THE government is set to move in and plug leakages in the mining sector where minerals have been spirited out of the country, Mines and Mining Development minister Walter Chidhakwa has said.
Chidhakwa said on Monday that government was working on a raft of measures to put a stop to the smuggling of minerals and the end was near for smugglers.
“We know where the problem is and of the various cases of smuggling. We are addressing those one by one. We know there are those that do not react to a carrot, but to a stick,” he said.
“Whoever is doing it, the end is nigh. We are coming because this country is more important than you [smugglers] are.”
The measures against smuggling come at a time the country is losing billions through leakages.
Preliminary results of a study done by the Zimbabwe Economic Policy Analysis Research Unit showed that the country could have lost about $2,7 billion in illicit financial flows in the mining sector during the period 2009 to 2012.
The report attributed the illicit financial flows to gaps in the legislative framework governing the sector thereby creating opportunities for corruption and rent-seeking behaviour.
The results showed that there was information asymmetry between government and investors in the mining sector contributing to tax avoidance through underreporting of the quantity, quality and composition of minerals.
It said diamond trade restrictions had also undermined the transparency of diamond trading in Zimbabwe.
Chidhakwa, described by President Robert Mugabe as an “honest, hardworking young man”, has been on a crusade to bring transparency in the mining sector.
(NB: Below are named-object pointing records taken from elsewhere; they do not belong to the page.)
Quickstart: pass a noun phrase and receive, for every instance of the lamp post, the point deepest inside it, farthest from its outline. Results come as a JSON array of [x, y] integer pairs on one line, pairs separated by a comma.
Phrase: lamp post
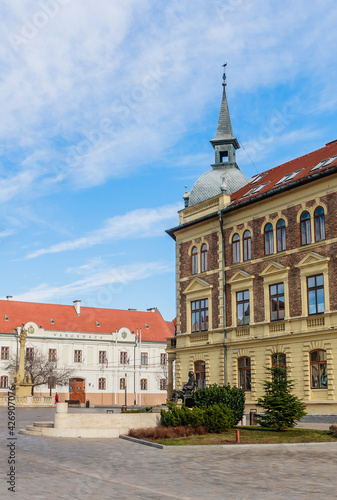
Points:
[[125, 401]]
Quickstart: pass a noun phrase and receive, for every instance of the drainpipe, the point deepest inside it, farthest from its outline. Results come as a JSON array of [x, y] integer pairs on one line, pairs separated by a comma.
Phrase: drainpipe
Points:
[[224, 295]]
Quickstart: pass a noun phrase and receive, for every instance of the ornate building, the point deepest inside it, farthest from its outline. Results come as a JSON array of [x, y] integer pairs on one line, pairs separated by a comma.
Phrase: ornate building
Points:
[[256, 268]]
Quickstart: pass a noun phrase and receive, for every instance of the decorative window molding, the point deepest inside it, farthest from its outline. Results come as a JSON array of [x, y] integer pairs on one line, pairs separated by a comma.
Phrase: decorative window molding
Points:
[[313, 264], [198, 289], [275, 273], [239, 282]]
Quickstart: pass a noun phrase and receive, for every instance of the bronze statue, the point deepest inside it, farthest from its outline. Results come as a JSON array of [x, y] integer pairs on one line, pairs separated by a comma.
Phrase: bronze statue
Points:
[[186, 393]]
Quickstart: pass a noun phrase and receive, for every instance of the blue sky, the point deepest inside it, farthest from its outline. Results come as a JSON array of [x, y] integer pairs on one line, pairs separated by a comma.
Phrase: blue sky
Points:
[[107, 111]]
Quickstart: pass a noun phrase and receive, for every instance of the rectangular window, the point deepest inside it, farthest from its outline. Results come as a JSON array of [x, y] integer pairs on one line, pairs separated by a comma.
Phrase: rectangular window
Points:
[[315, 294], [123, 359], [102, 357], [244, 373], [77, 356], [101, 384], [4, 353], [276, 294], [4, 382], [52, 355], [163, 359], [163, 384], [199, 309], [144, 358], [29, 353], [242, 308]]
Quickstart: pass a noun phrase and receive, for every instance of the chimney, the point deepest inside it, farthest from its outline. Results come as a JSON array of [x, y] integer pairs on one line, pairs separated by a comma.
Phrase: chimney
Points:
[[77, 305]]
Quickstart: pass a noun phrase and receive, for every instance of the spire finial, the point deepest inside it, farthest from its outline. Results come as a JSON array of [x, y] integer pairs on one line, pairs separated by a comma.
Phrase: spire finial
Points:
[[224, 75]]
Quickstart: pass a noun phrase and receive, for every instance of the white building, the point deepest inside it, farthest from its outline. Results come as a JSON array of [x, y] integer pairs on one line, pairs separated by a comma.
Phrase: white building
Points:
[[116, 354]]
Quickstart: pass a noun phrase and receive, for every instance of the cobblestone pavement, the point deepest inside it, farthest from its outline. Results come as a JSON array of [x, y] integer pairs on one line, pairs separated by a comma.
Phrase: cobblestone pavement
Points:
[[55, 468]]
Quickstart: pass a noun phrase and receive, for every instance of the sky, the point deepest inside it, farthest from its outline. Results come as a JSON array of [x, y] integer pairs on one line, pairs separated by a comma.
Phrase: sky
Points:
[[107, 109]]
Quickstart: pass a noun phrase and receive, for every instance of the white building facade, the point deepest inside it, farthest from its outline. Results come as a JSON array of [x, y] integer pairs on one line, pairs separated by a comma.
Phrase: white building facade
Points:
[[118, 357]]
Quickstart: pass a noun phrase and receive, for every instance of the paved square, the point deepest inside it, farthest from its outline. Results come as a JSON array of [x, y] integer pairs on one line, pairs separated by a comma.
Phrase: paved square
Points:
[[55, 468]]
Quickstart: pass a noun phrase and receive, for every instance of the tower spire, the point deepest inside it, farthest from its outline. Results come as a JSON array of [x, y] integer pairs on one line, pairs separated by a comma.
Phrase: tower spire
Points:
[[224, 142]]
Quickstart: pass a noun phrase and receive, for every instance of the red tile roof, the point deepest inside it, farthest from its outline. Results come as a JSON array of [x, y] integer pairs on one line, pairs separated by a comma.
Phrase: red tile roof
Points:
[[154, 327], [301, 168]]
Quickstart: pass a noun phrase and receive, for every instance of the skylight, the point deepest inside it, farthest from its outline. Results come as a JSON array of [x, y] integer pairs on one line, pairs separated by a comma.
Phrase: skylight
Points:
[[257, 178], [288, 177], [255, 190], [324, 163]]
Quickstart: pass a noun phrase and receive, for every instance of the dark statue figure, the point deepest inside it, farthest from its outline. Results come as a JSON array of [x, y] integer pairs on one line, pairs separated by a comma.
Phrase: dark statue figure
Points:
[[186, 393]]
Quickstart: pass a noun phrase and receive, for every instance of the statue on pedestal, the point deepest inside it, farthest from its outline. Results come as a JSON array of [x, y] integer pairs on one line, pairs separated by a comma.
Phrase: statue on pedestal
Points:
[[186, 393], [23, 384]]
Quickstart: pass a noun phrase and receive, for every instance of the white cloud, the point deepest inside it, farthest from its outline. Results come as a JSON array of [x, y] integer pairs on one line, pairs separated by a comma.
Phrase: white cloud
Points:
[[107, 282], [106, 57], [6, 233], [141, 223]]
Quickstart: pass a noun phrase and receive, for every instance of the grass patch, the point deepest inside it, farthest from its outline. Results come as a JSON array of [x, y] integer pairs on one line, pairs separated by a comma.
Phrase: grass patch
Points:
[[248, 435]]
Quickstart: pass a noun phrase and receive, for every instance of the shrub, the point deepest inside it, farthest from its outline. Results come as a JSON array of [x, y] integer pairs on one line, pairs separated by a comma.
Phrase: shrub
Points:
[[231, 397], [166, 432], [218, 418], [282, 408], [181, 416]]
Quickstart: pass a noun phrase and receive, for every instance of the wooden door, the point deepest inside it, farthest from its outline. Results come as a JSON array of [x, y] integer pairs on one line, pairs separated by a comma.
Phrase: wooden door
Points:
[[77, 390]]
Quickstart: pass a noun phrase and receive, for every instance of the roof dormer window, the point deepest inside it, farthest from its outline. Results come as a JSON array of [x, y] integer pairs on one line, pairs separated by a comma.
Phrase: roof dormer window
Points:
[[324, 163], [288, 177]]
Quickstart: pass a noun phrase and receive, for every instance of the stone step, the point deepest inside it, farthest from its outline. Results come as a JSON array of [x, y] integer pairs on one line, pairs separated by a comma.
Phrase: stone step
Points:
[[44, 424], [28, 432]]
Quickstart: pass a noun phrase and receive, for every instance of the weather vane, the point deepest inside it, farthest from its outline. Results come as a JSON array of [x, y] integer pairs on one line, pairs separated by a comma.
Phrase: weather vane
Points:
[[224, 75]]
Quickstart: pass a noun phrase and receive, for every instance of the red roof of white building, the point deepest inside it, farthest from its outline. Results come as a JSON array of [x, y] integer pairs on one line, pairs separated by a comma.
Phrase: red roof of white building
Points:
[[61, 318], [305, 168]]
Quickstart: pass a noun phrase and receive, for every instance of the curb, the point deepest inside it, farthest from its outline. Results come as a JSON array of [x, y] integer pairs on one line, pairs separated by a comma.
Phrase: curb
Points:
[[142, 441], [223, 446]]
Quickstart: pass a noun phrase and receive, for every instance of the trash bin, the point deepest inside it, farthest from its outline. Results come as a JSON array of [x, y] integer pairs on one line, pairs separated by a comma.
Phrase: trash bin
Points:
[[253, 417]]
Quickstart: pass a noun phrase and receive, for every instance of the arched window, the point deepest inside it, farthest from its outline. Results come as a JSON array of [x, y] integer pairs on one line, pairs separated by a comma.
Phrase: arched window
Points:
[[101, 384], [281, 235], [319, 224], [268, 240], [247, 245], [319, 378], [244, 373], [200, 374], [279, 359], [4, 382], [305, 228], [236, 248], [204, 258], [194, 260]]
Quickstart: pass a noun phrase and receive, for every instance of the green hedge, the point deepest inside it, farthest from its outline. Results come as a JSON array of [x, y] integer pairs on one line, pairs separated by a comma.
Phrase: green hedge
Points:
[[230, 397], [216, 418]]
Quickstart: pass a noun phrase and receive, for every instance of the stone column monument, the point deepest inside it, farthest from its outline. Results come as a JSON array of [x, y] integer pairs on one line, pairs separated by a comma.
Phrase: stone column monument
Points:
[[23, 385]]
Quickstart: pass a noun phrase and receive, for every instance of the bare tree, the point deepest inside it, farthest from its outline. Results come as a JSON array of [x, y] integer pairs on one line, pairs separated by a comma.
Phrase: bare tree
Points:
[[42, 371]]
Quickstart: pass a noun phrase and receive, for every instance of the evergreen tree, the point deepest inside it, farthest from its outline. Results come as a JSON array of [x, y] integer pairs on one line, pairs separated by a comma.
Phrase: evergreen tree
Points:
[[282, 409]]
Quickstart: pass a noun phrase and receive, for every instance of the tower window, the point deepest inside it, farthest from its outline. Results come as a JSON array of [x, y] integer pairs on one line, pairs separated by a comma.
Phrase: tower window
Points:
[[223, 156]]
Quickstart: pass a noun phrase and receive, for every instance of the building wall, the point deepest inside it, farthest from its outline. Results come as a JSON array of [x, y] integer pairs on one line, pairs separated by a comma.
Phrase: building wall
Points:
[[91, 370], [296, 335]]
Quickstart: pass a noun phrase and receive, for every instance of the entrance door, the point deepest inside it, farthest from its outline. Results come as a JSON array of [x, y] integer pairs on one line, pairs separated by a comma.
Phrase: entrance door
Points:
[[77, 390]]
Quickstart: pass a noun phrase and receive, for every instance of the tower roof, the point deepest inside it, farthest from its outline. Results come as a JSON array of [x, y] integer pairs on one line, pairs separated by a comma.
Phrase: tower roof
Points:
[[224, 131]]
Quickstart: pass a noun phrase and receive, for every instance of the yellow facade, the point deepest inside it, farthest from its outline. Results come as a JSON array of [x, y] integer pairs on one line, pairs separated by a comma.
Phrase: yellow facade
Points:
[[296, 335]]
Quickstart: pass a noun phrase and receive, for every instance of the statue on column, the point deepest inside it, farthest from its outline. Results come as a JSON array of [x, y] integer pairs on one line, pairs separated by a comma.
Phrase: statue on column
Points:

He is advocating the consolidation of the Marange diamond producers amid indication that little was flowing to Treasury coffers.
Former Finance minister Tendai Biti complained during the reign of the inclusive government that despite diamond producers increasing output, nothing was flowing to Treasury coffers forcing him to adjust his National Budgets.
Under a supervised economic reform programme by the International Monetary Fund, Zimbabwe undertook to amend the Mines and Minerals Act for the legislation to be effective in regulating the industry.
Chidhakwa said the ministry had gone through every clause of the Act and submitted its recommendations to the Attorney-
General’s Office for drafting.
He said the AG’s Office was currently working on about 200 pieces of legislation so as to comply with the new Constitution.
Government was also supposed to issue a Statutory Instrument establishing a formula for calculating dividends from entities in which the government is a shareholder. It failed to do so owing to the absence of enabling legislation.